Development of therapeutic drugs for medical and veterinary use is important in order to improve and advance treatment modalities in humans and animals. Unfortunately, many drugs that are developed and subsequently used have been found to have limited half lives in vivo due to rapid metabolism by the recipient. It would be advantageous to have a system for screening potential new drugs for susceptibility to metabolic action in patients.
A cytochrome P450 (P450) termed CYP3A4 is an important human gene that codes for an enzyme expressed in the liver, and to a lesser extent a range of other tissues. It is quantitatively the most abundant P450 in human liver. The CYP3A4 enzyme is pivotal to the metabolism of many exogenous chemicals (xenobiotics), including therapeutic drugs, as well as a range of endogenous compounds, such as steroid hormones. Changes in the level of expression of CYP3A4 can dramatically affect the rate of elimination of therapeutic drugs and thus impact on their effectiveness. A range of exogenous chemicals, including some therapeutic drugs, (hereafter termed ‘xenobiotic inducers’) are able to increase the transcriptional rate of the CYP3A4 gene and hence the formation of the CYP3A4 enzyme. The result is the elimination of drugs metabolised by CYP3A4 being greatly increased thereby diminishing their therapeutic effect.
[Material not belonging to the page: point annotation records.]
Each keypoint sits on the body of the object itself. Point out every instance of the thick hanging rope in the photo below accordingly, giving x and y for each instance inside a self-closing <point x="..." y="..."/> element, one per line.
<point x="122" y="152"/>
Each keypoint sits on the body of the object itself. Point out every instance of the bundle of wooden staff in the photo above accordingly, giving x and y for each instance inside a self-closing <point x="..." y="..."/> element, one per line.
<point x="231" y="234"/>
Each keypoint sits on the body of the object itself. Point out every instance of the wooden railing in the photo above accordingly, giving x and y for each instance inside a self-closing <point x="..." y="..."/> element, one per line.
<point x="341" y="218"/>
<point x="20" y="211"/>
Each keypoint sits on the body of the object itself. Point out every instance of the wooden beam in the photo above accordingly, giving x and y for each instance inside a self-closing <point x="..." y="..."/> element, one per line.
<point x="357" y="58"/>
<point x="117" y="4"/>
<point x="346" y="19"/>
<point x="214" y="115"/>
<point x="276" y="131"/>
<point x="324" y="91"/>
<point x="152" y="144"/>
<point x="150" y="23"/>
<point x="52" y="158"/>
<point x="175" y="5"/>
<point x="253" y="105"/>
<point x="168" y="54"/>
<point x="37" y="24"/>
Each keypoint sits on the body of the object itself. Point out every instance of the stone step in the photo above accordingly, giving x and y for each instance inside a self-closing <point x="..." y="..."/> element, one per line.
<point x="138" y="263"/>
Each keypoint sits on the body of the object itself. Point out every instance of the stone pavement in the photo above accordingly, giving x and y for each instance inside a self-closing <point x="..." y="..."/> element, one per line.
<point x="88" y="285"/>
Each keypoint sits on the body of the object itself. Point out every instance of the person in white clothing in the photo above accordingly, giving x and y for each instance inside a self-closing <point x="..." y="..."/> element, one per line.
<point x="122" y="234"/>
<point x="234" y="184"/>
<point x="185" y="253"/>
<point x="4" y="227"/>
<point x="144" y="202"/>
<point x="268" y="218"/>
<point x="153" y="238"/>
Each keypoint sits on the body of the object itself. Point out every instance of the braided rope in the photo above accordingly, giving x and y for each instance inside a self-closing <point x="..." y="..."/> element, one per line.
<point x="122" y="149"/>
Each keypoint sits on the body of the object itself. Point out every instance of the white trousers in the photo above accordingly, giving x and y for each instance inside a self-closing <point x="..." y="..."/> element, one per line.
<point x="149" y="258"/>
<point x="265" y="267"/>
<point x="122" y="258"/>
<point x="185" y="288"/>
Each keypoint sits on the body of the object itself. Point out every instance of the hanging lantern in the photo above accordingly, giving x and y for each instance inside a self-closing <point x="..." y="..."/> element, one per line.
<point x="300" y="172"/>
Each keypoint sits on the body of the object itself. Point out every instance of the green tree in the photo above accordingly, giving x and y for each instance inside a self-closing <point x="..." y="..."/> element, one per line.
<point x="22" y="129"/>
The present inventors have obtained a DNA molecule, lying approximately 7.5 kilobases 5′ to the transcription initiation site of the human P450 CYP3A4 gene, that is responsible for the transcriptional induction of the CYP3A4 gene by xenobiotic inducers, including therapeutic drugs and is also involved in the constitutive expression of this gene. This nucleic acid molecule, called a ‘xenobiotic-responsive enhancer module’ (XREM) by the present inventors, has a number of beneficial uses.